As a comprehensive financial advisor, I have reviewed over 70 wills written by some of the best attorneys around the country. Yet, inevitably, there are mistakes in the overall estate plan. In no way are the attorneys at fault; rather, the culprits are typically time and money.
For example, family estate documents prepared by an estate attorney can cost between $1000 and $3000, a fee that gives many pause, and literally slows their estate planning process. Hourly attorney rates range from $250 to $500/hour.
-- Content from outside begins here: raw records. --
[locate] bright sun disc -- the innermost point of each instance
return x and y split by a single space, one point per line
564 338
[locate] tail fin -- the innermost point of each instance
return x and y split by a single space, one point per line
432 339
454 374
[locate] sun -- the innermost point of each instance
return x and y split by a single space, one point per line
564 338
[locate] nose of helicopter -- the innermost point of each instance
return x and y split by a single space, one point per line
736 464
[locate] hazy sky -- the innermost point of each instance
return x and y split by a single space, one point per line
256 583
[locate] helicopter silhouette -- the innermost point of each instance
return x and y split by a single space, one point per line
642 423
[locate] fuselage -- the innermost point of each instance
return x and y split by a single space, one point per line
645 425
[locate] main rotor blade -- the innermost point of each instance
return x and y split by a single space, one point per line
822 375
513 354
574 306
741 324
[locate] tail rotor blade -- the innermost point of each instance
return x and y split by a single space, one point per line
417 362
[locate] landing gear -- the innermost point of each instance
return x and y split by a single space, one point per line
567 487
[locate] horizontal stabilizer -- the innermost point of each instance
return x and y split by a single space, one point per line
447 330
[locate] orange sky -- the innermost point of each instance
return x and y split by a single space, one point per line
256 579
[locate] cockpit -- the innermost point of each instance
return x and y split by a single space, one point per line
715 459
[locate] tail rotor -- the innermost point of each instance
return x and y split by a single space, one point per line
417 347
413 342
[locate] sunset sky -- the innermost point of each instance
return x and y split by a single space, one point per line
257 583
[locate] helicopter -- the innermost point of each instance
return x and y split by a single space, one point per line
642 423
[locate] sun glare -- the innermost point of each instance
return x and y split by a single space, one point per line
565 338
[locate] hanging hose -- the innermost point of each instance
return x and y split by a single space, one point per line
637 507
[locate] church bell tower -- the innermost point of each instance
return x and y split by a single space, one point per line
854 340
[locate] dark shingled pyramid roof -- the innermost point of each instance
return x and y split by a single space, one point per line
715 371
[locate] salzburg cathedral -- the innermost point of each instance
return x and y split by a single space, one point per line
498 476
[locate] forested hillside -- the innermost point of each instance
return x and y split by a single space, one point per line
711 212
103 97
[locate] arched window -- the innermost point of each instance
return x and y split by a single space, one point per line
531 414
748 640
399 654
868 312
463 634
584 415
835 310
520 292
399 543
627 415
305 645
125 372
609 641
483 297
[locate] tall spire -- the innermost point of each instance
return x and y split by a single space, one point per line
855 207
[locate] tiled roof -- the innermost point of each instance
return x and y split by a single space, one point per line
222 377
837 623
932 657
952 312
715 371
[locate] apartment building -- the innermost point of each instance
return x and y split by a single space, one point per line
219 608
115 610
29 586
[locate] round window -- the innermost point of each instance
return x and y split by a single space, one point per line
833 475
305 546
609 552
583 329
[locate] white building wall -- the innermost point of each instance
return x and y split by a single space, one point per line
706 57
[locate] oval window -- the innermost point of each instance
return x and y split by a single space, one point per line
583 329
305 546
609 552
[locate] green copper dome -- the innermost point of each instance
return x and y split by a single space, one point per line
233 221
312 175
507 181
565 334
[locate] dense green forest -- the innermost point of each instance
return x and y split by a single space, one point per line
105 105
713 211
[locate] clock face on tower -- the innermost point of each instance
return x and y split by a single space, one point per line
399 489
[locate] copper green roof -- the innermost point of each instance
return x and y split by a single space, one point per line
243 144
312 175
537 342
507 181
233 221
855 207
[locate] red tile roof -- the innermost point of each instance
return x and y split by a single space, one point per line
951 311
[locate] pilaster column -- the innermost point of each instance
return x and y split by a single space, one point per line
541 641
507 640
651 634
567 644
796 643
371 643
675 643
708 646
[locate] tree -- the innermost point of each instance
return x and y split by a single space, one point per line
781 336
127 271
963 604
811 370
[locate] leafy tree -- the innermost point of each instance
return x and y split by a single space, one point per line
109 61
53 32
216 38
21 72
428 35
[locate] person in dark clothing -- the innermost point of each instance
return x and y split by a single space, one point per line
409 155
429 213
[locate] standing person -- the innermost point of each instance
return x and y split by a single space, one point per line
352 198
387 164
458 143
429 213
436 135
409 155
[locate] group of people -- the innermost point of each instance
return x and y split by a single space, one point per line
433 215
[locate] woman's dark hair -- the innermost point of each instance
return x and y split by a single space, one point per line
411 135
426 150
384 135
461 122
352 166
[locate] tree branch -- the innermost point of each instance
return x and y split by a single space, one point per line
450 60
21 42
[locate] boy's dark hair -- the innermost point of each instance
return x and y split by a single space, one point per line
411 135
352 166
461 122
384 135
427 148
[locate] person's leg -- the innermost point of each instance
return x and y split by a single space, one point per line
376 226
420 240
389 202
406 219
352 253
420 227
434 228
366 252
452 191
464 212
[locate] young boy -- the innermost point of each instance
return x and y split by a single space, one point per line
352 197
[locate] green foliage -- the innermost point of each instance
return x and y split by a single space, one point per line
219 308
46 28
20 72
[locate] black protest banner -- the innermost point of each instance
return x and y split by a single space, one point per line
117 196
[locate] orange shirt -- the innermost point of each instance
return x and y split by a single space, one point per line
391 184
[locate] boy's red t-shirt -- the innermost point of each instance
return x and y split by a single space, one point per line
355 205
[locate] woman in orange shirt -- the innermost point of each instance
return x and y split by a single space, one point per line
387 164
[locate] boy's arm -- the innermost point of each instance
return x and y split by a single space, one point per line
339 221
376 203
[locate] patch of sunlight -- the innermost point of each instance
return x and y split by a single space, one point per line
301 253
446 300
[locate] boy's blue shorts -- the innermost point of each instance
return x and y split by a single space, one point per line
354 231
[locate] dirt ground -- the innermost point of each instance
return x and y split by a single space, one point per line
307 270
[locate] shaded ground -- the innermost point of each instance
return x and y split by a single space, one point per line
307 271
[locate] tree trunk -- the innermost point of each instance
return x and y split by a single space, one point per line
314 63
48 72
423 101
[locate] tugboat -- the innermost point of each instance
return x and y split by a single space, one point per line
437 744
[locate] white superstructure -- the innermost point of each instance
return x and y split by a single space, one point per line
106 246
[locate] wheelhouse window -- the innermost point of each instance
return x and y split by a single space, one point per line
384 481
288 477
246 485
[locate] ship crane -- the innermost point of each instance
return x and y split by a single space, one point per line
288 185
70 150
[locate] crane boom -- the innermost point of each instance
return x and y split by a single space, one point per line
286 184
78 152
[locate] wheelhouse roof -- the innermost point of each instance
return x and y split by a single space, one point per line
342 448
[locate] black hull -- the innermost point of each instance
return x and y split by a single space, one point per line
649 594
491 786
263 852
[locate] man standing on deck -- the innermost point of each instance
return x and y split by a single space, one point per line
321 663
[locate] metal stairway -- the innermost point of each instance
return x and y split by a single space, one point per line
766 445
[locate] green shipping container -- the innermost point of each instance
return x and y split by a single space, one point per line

Add to that the time an attorney needs to oversee every nuance of the estate plan, to include ensuring your beneficiary designations, titling and income tax planning are correct, and the cost can skyrocket to between $5,000 and $8,000. The fairly wealthy ($10,000,000 plus) may not flinch in paying those fees; for many, though, that cost could lead to estate planning procrastination.
Yet, no one can afford to be without a well-crafted will and estate plan addressing the most critical estate planning elements, Titling and Beneficiaries, to avoid scenarios like these:
- A lawyer writes a revocable trust, but the client does not re-title the assets in the name of the revocable trust. To correct the error, your bank and brokerage accounts need to no longer read: John Smith, but instead should read: The Revocable Trust of John Smith.
- A lawyer writes a will that says upon my death I want assets to go into trust for my spouse or children, but the beneficiary designations and the titling bypass the will and everything goes directly to the heirs.
- A lawyer writes a will that says you leave everything in trust for your wife or children and explains further the need for the beneficiaries of your retirement plans to be the Trust. But, without understanding the income tax implications, that decision could cause substantially faster income tax consequences on retirement assets.
- A lawyer writes a will that says I leave everything to my spouse, and if they are not alive I leave everything to my minor children.
However, without using a custodian or trustee, the funds will be adjudicated and overseen by the courts until the child is 18 years of age when the courts will give the child the monies. To leave assets to minors assign a custodian or trustee. The document would read like this for a custodian: My brother, Ryan Smith, is custodian for my minor child, Drew Smith, under the Pennsylvania Uniform Transfer to Minors Accounts (UTMA). This protects the money for the child to age 21. For a trust seek legal advice for beneficiary wording.
A lawyer writes a will that says upon the first spouse to die please make this specific bequest of cash, but because all of the assets passed by way of title and beneficiary your future bequest is forgotten.
Examples of costly will and estate planning errors abound. In truth, the highest fee is procrastination.